Large borrowers like Fosun lost their access to funding after major real estate developers in the country, such as the China Evergrande Group, started defaulting on their loans, sending bond investors fleeing. And the government is pouring funding into green energy and tech. Without those lending resources, Guo has had to sell off many of his highly-prized assets at a discount, such as a 2% stake in Fosun Tourism, which owns Club Med, and its entire 60% stake in Nanjing Iron & Steel for $2.2 billion. Forbes reports that Fosun currently holds about $90 billion in total liabilities, up 8% from 2021. Meanwhile, shares have fallen nearly 50% over the last 12 months, hitting a 10-year low, and Guo’s personal wealth has decreased two-thirds from $6.9 billion in 2021 to $2.5 billion this year.

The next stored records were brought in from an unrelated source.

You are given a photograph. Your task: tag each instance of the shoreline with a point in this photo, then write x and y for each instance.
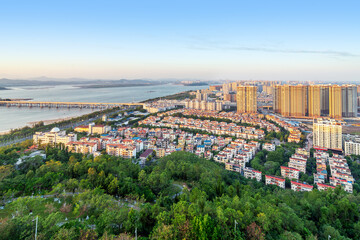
(46, 122)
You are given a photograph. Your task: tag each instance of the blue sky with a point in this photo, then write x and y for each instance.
(230, 40)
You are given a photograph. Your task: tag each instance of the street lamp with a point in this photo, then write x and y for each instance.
(36, 221)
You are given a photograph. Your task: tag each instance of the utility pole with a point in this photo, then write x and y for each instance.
(36, 220)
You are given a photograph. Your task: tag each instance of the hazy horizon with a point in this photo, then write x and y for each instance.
(202, 40)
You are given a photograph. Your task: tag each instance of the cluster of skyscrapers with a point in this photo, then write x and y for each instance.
(246, 98)
(315, 100)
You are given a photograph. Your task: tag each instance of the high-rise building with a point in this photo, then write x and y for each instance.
(277, 99)
(315, 101)
(285, 101)
(198, 95)
(335, 101)
(349, 103)
(324, 94)
(298, 100)
(246, 99)
(327, 133)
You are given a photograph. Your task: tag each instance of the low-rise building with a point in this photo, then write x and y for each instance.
(298, 163)
(55, 136)
(145, 155)
(252, 174)
(121, 150)
(93, 129)
(272, 180)
(289, 172)
(160, 152)
(301, 187)
(322, 186)
(269, 147)
(347, 186)
(352, 147)
(82, 147)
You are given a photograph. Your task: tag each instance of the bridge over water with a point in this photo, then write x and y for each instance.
(41, 104)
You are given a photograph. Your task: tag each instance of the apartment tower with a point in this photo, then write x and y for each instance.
(246, 99)
(327, 134)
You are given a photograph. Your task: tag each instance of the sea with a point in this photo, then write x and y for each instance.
(14, 117)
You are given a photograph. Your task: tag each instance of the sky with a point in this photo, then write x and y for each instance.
(207, 40)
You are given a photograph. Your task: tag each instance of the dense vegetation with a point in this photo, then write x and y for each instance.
(180, 196)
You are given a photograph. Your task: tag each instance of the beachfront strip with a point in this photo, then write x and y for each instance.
(212, 127)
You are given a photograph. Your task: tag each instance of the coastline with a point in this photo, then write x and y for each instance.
(50, 121)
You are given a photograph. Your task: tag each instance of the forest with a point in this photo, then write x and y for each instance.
(180, 196)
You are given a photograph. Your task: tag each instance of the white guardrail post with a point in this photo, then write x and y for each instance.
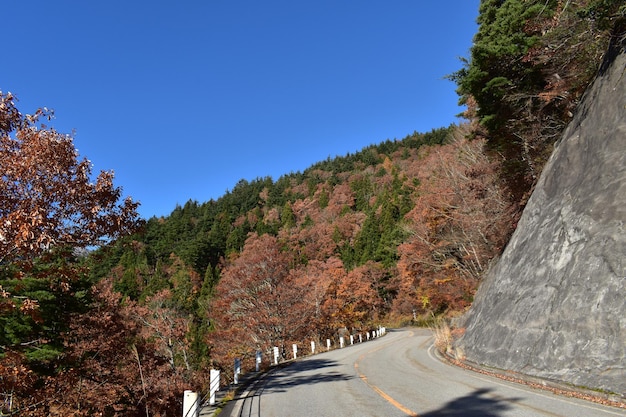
(275, 355)
(190, 404)
(214, 385)
(236, 371)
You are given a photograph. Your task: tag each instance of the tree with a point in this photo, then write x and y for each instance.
(460, 221)
(255, 300)
(51, 212)
(47, 195)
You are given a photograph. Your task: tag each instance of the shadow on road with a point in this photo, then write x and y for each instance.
(284, 379)
(476, 404)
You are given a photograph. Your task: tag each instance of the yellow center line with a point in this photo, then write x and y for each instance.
(380, 392)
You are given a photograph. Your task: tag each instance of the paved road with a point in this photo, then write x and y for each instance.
(397, 375)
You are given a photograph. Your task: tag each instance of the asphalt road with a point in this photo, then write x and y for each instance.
(397, 375)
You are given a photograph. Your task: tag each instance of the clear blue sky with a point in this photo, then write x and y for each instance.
(182, 99)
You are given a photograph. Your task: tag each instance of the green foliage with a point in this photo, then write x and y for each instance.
(43, 296)
(530, 63)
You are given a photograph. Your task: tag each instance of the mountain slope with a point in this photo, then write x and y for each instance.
(554, 305)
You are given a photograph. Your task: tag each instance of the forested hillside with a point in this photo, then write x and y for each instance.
(399, 232)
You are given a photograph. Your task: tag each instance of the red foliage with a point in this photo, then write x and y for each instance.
(457, 226)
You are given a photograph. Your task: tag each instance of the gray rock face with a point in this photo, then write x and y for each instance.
(554, 305)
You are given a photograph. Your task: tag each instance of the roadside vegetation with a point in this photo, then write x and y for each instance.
(400, 232)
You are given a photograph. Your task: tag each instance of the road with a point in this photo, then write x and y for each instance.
(397, 375)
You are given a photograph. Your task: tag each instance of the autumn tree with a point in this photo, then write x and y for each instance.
(51, 211)
(460, 221)
(255, 301)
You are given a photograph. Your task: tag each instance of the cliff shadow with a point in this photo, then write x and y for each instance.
(476, 404)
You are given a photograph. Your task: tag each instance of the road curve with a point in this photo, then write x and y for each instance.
(397, 375)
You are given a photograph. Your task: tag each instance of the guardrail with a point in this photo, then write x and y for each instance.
(192, 401)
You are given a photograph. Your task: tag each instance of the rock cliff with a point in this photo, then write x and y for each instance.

Fosun splits its businesses into three categories—happiness, health, and wealth—but none of the categories have escaped unscathed from the sell-off. Earlier this year, it sold off U.S. insurance group AmeriTrust for $740 million, as well as its 0.89% stake in New China Life Insurance, whose shares have dropped 33% since 2016. And Covid lockdowns have hit the conglomerate’s retail and tourism divisions hard. But Guo insists that the company isn’t as bad off as it seems; the 650 billion yuan in total liabilities it owes includes consolidated debt, which it doesn’t have to repay, and Guo recently threatened suit against Bloomberg for an article it published claiming Chinese authorities warned state-owned firms about too much exposure to Fosun. Still, many analysts say the company is deeply in debt, perhaps far more than its balance sheet shows, and if its subsidiaries default, Fosun, which declined to comment to Forbes, may be forced into a bailout.